Quando sono tornata ho trovato una lavatrice di panni da stendere e un messaggio sul cellulare che mi ricordava del “credito insufficiente: effettuare ricarica”.
La casa era stranamente silenziosa ma quando finalmente è giunta l’ora di cena, sono stata investita da un’esplosione di “ho fame, che si mangia stasera?”  uomini, bambini ed animali, mi hanno relegato in cucina come una sguattera della mensa dei poveri.
Fiumi di piatti da lavare hanno allietato la mia serata fino a quando è arrivata sulla mia televisione la De Filippi con 31 ospiti piagnucolanti al seguito e quando gli ospiti hanno finito di piagnucolare, è salta fuori la De Filippi che si è messa a ballare la lap dance con un manipolo di ballerini.
Lei, ovviamente, faceva il palo.
Pioggia, televisione e fiumi di lacrime hanno concluso la giornata del mio compleanno…..



29 commenti a “Dal diario del mio compleanno”

  1. utente anonimo Says:

    Vis,m mi hai fatto ridere, sorridere e commuovere..

    Grazie, cara.

    Però, dai, pensaci un po’ : il racconto numero uno era di una noooooooia ;)…

    Maria José

    Perfetto per uno stop televisvo, però.

  2. utente anonimo Says:

    Già alla fine del primo paragrafo avevo il sospetto di qualcosa che non quadrava… :-)
    Bel racconto, comunque, ancora auguri!

    Corrado

  3. giarina Says:

    ti è anche arrivata una mail con gli auguri cantati, perchè non l’hai scritto?

    e poi non erano 31?

    :)***

  4. andreabeggi Says:

    Auguri, cocca!

  5. utente anonimo Says:

    Forte davvero..

    …ah, auguri!!

    LightyBoy

  6. Viscontessa Says:

    Maria Josè sono d’accordo, la prima versione mi era già venuta a noia prima di colazione. Che poi io a colazione prendo solo il caffè :-)

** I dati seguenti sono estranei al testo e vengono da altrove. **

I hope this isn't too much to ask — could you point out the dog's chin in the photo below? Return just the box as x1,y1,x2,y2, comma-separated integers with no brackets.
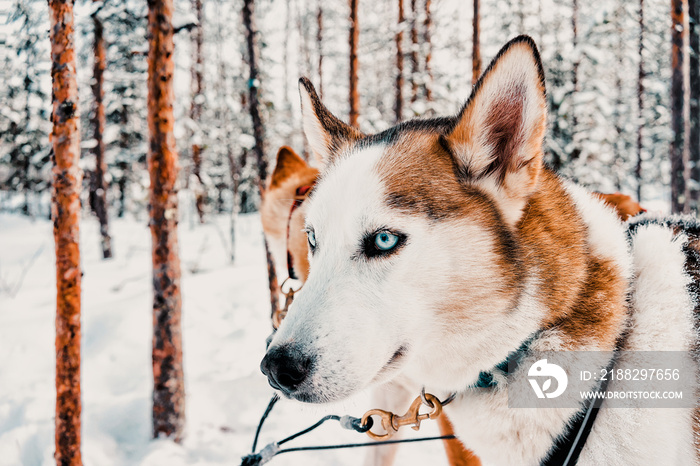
370,345,408,385
283,345,408,404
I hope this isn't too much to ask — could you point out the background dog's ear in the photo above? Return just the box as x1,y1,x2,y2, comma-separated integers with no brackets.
299,78,363,166
446,36,547,223
270,146,309,187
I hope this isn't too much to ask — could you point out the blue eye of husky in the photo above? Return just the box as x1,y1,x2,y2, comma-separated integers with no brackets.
361,228,407,258
306,230,316,251
374,231,399,251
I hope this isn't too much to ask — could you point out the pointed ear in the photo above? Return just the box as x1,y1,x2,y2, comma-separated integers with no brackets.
270,146,309,188
446,36,547,222
299,78,364,166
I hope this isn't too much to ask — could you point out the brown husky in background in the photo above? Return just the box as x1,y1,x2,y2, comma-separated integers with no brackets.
261,146,645,466
260,146,481,466
261,36,700,466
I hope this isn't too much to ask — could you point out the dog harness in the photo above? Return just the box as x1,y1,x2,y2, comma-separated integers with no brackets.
469,332,616,466
287,185,311,280
268,185,313,330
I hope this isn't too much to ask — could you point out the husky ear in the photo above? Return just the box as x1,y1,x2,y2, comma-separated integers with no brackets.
299,78,363,166
446,36,547,223
270,146,309,187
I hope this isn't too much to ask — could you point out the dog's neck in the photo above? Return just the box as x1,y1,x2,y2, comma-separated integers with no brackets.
407,171,630,394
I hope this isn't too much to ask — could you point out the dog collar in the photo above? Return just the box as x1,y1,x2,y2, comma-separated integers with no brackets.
469,330,540,388
469,331,616,466
540,356,616,466
287,185,312,280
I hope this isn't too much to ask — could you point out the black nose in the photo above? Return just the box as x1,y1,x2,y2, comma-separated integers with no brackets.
260,345,312,394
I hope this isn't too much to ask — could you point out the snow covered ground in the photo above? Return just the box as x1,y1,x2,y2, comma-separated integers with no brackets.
0,214,445,466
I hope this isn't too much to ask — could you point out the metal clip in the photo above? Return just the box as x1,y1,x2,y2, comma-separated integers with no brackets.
272,277,301,330
362,393,442,440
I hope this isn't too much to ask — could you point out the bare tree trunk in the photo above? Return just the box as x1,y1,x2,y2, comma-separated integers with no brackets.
90,0,112,259
148,0,185,442
49,0,82,466
282,0,292,112
688,0,700,209
243,0,279,315
394,0,405,123
612,0,629,182
243,0,267,183
297,3,311,76
518,0,526,34
670,0,690,212
350,0,360,128
409,0,418,103
227,147,240,263
316,0,323,99
571,0,580,138
634,0,644,202
409,0,418,103
190,0,205,223
472,0,481,86
423,0,433,102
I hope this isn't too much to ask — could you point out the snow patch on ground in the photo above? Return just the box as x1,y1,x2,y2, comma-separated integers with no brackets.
0,214,446,466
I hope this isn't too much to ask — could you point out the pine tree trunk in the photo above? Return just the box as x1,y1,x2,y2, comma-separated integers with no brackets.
394,0,405,123
423,0,433,102
243,0,279,315
350,0,360,128
472,0,481,86
612,0,629,181
688,0,700,210
571,0,580,138
297,3,311,76
243,0,267,183
670,0,690,212
410,0,418,103
90,0,112,259
148,0,185,442
190,0,205,223
316,0,323,99
634,0,644,203
49,0,82,466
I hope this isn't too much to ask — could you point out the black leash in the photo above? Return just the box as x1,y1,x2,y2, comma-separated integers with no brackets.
241,393,456,466
540,354,617,466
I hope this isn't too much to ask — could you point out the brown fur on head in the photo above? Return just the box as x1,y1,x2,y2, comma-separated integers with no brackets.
594,192,647,221
260,146,318,283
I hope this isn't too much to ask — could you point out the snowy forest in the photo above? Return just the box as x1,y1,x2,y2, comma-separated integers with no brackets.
0,0,700,465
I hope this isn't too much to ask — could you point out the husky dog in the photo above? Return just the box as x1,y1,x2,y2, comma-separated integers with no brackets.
260,146,481,466
261,36,700,465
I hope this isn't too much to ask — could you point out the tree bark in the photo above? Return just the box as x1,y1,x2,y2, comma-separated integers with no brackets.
634,0,644,203
190,0,205,223
409,0,418,103
472,0,481,86
243,0,279,315
350,0,360,128
148,0,185,442
316,0,323,99
243,0,267,183
423,0,433,102
394,0,405,123
49,0,82,466
688,0,700,209
90,0,112,259
670,0,690,213
571,0,579,139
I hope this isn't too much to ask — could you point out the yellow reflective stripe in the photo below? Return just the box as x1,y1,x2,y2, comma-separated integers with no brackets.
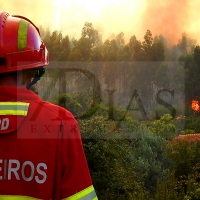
0,195,40,200
18,19,29,50
63,185,98,200
0,102,30,116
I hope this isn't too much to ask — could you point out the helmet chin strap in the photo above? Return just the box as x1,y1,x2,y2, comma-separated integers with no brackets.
27,67,45,90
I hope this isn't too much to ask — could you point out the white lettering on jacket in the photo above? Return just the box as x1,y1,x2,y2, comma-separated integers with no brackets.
0,159,47,184
0,118,9,131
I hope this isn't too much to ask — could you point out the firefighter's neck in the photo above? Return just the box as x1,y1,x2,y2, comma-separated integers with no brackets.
0,73,28,88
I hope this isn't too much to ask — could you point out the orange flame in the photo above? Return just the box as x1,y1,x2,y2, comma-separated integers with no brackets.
192,100,200,112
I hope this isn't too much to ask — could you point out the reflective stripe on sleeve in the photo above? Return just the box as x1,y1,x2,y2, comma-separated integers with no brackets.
18,19,29,50
0,102,30,116
0,195,40,200
63,185,98,200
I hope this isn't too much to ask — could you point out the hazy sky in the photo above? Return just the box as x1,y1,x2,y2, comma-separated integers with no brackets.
0,0,200,44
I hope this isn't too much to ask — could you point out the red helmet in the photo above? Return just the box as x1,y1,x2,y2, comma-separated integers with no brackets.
0,11,49,73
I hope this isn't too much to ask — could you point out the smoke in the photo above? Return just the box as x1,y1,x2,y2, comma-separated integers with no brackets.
0,0,200,45
143,0,200,45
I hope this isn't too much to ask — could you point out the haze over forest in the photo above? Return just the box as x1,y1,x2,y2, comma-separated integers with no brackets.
0,0,200,45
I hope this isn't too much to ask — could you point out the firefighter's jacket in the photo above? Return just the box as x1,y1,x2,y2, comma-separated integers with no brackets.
0,87,97,200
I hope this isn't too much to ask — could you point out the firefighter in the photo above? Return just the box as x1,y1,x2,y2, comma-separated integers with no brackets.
0,11,97,200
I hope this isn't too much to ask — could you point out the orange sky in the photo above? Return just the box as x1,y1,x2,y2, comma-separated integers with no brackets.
0,0,200,44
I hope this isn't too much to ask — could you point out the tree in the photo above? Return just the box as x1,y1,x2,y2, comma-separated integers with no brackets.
142,30,153,61
128,35,144,61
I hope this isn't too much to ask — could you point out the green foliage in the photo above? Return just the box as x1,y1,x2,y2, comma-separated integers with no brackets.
185,115,200,133
149,114,176,139
79,116,171,199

    Giarina, tesoro, da te ho ricevuto un sacco di cose ma se lo dico rovino tutta la versione da desperate new half-age:-)

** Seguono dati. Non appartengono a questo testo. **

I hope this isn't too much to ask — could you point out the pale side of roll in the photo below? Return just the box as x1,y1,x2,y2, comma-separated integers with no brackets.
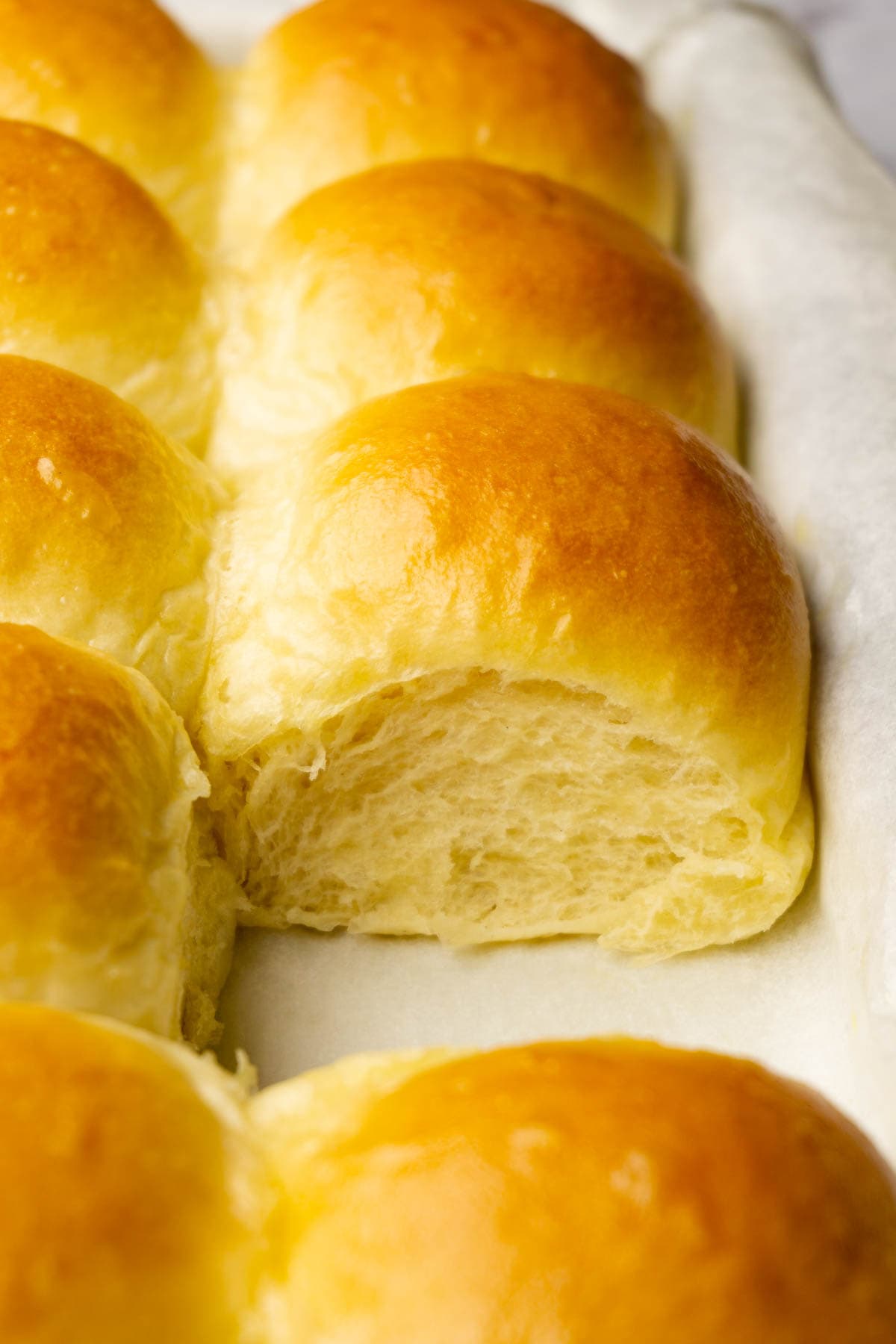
0,355,225,716
211,160,735,472
200,373,812,954
0,0,220,246
0,121,215,450
0,623,237,1045
251,1040,896,1344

    Corrado, dì la verità, sul rubino sangue di piccione sei stramazzato al suolo:-)

    Grazie An, soprattutto del “cocca” che erano anni che nessuno me lo diceva.

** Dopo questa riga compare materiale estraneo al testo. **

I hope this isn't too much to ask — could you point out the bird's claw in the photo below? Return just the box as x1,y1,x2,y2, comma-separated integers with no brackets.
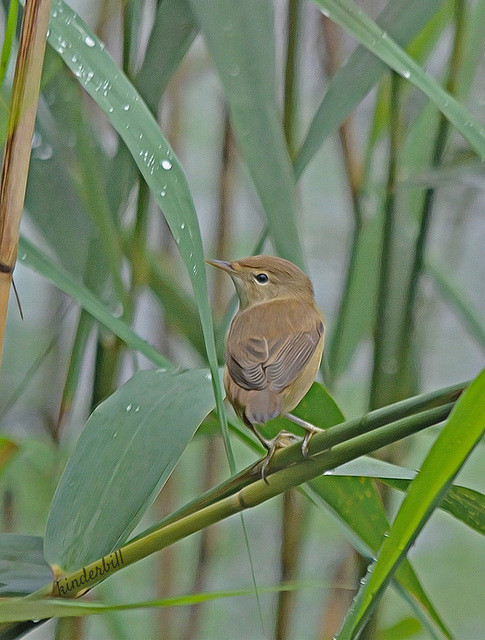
261,431,299,484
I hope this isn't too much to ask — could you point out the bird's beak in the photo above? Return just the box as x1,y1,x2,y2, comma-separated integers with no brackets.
206,260,235,276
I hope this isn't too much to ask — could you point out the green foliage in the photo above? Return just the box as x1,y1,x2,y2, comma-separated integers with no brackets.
0,0,485,640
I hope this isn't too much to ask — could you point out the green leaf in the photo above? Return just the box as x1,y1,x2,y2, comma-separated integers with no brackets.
308,475,451,638
314,0,485,159
0,437,18,474
0,533,53,596
45,370,214,571
324,216,382,377
294,0,443,177
18,237,173,367
191,0,303,266
0,583,314,622
380,477,485,535
48,0,228,468
339,370,485,640
377,618,421,640
136,0,199,113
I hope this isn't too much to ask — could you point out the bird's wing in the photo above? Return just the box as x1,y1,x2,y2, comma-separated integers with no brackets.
226,304,323,393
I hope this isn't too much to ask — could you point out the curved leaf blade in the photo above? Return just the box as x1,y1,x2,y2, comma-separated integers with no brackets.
44,370,214,571
294,0,444,178
49,0,229,468
0,533,53,596
308,0,485,159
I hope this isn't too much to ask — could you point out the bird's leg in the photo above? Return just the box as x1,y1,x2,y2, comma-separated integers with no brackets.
284,413,324,458
250,425,299,484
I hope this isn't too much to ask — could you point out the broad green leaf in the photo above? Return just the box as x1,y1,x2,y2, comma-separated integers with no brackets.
45,370,214,571
0,533,53,596
18,237,172,367
294,0,444,177
191,0,303,266
339,370,485,640
135,0,199,114
25,69,94,274
48,0,225,460
314,0,485,159
0,0,19,87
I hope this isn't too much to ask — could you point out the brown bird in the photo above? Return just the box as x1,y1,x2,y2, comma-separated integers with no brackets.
207,256,324,479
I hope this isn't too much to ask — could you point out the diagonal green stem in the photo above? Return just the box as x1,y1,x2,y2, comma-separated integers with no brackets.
399,0,466,371
43,390,464,597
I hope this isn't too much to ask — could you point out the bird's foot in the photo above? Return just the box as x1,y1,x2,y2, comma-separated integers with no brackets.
285,413,324,459
261,431,300,484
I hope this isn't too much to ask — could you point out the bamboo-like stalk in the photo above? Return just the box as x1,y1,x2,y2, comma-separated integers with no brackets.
0,0,51,370
133,383,468,540
399,0,466,371
39,402,454,597
320,15,363,386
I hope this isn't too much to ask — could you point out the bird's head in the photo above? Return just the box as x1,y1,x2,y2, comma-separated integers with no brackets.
206,255,314,309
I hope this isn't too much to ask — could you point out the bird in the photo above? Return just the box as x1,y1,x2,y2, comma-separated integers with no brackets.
206,255,325,481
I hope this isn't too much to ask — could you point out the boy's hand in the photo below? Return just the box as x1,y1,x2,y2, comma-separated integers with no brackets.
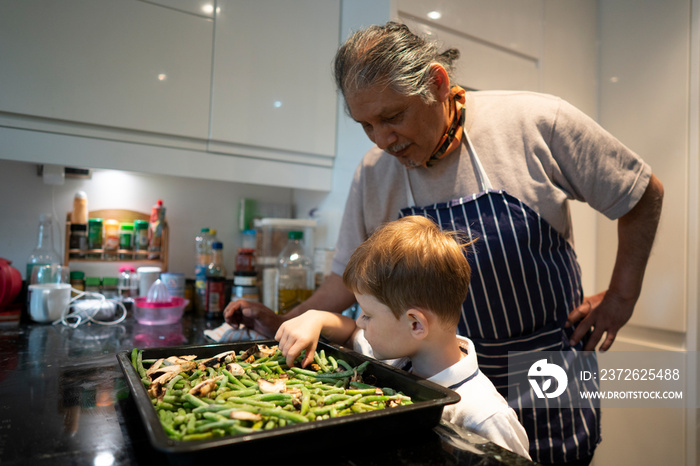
275,310,326,367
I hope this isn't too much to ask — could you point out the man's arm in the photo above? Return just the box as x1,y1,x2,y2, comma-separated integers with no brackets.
566,174,664,351
224,273,355,338
275,309,357,367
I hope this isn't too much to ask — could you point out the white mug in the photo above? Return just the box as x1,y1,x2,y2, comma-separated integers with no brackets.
29,283,71,323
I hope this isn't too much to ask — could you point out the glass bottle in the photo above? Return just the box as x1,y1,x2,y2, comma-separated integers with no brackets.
206,241,226,319
194,227,211,315
103,219,119,260
275,231,314,314
117,265,139,311
27,214,62,282
119,223,134,260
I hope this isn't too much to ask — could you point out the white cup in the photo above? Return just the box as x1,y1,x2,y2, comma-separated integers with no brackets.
28,283,71,323
136,267,160,296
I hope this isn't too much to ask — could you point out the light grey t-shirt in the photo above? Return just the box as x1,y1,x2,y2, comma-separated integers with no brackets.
332,91,651,275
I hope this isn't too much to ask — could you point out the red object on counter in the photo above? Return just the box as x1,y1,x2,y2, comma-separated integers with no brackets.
0,258,22,309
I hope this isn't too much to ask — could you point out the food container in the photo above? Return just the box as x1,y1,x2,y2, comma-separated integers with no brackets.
117,340,459,464
134,296,189,325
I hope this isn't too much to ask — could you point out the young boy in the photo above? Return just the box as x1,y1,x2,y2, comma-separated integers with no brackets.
275,216,530,458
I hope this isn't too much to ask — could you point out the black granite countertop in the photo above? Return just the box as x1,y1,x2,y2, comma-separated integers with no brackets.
0,314,532,466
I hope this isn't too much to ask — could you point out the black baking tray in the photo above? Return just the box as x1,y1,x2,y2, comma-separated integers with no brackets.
117,340,460,463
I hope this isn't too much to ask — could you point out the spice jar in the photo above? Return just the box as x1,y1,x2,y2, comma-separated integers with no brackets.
119,223,134,260
86,218,104,259
102,277,119,300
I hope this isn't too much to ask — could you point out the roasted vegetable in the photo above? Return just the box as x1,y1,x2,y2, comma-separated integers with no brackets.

    Mi ha fatto sentire molto bambolona bomba sexy :-))

  7. blu... Says:

    ..meravigliosa l’ ora di cena del secondo racconto !

    Auguri Vis !

    Ma davvero avresti preferito che tua figlia leggesse Guerra e Pace ? E poi ti lamenti che guarda la Talpa ? ;-)

  8. metallicafisica Says:

    Quando io ho letto del rubino sangue di piccione non ho potuto non pensare all’eventualità di “sangue di pappagallo”:)))

    In ritardo ma augurissimi…:-***

  9. rioro Says:

    non so se quello che scrivi sia realtà o invenzione, comunque sappi che ti ha letto una quasi quarantenne con marito troppo intelligente per fare qualcosa in casa, figlia di 6 anni amante della televisione, e 3 cani che scorrazzano anarchicamente per casa. E il mio compleanno si avvincina a grandi passi…

    ciao rioro

  10. violacciocca Says:

    Ti leggo per la prima volta e ho cominciato a ridere già dalle prime righe perché ho capito subito quale sarebbe stata l’amara realtà. Comunque auguri!. Anche mia figlia è nata il 5 novembre (13 anni) e ha un forte senso dell’humor come te. Chissà che pianeta influenza quel giorno.

  11. orientprincess Says:

    Ma… la verità sta nel mezzo o nella seconda versione??

  12. asjetta Says:

    da un estremo all’altro direi..

    mentre leggevo il primo pezzo.. pensavo.. ” che famiglia triste!.. “c’era una perfezione così triste che asfissiava persino la lettura stessa.. poi ho letto l’altro e ho capito che ti piaceva l’esagerazione per renderla comicità..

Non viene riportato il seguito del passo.